# Does bump envy ever go away?



## Penelope Pitstop (Oct 24, 2010)

Hi,

I wasn't sure where to post this but hoping there are other people feeling the same as me. 

As you can see from my signature I have two gorgeous boys, both from Ivf. Before we knew we needed treatment we always said we wanted 3 children but when we realized we needed Ivf we just wanted to blessed with one. Now my youngest is 18 months I find myself with awful bump envy and I still get jealous when someone else announces their pregnancy or new baby arrival. I don't want anyone reading this to think I'm not truly grateful for my children as I am and I treasure every second with them but I am beyond broody for another baby. If you try and discuss this with anyone I either get told I'm mad for wanting more children or I get told I'm being greedy. We're not in a position to go for treatment at the moment and I'm worried that by the time we are it may be too late as I'm nearer 40 than I was when we tried for our boys. 

I guess I just thought that the jealousy and bump envy would go once we'd got our dream but in fact it seems to get worse for me after each baby is born!! 

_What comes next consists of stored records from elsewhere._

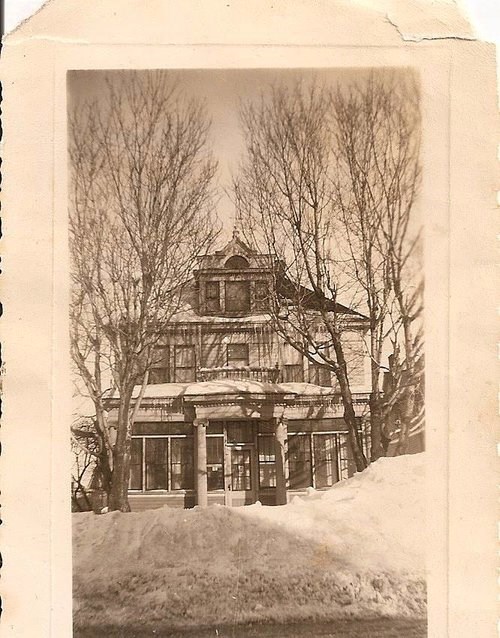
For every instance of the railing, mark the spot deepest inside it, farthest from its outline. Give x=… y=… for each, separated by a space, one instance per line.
x=262 y=374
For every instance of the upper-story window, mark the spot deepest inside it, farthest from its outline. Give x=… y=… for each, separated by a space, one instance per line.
x=160 y=365
x=237 y=262
x=237 y=296
x=212 y=296
x=185 y=364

I really hope my post doesn't offend or upset anyone, I'm just hoping that there are others out there experiencing this.


----------



## MrsGorilla (Dec 12, 2013)

Hiya, I'm still cooking my IVF miracle (possibly not much longer, a little bit overdue now) but I almost don't want the pregnancy to end - because we can't afford more treatment, this is the only pregnancy I'll ever have. Obviously I'm still bumped up, but I'm already feeling pangs of sadness when talking to other women who say to me "make sure you get lots of rest before the baby comes because next time you'll have a toddler to look after and you won't be able to!" Like you, I know we are incredibly lucky to be in our situation, and I'm thankful for the woman who donated her eggs and the people at our clinic who got us here, but it is bittersweet.


----------



## KEH (Jul 22, 2014)

Penelope: I'm the same! I feel incredibly fortunate, lucky and blessed to have our darling little girl but we long to expand our family too and are just beginning on the journey to hopefully have a little sibling for her. Whenever I see a pregnant lady in the street I feel that pang of envy raising its head, I loved being pregnant and revelled in every minute (admittedly it wasn't without its worries of whether everything would be okay, I didn't dare take a moment for granted). When friends announce their pregnancy my (always genuine heartfelt) congratulations are tinged with such hope that I'll get to do the same announcement. My lo is almost a year and new mummy friends often discuss the right time to have another, I just wish and pray we will get to have another let alone the right time.  And MrsGorilla, it's a little the same here- I was sorting through all my lo's clothes she's outgrown and my maternity wear and as she reaches each milestone I'm so thankful but it feels very poignant as I worry we may not do the same again. All the very very best to you both, MrsGorilla with the birth ane meeting your little miracle and Penelope with your gorgeous boys and any future treatment too.


----------



## staceysm (Nov 18, 2010)

Hi,

I am over the moon with my boys, but my cousin just announced her third pregnancy and I felt a little bit jealous.  We are complete and I certainly don't want more.  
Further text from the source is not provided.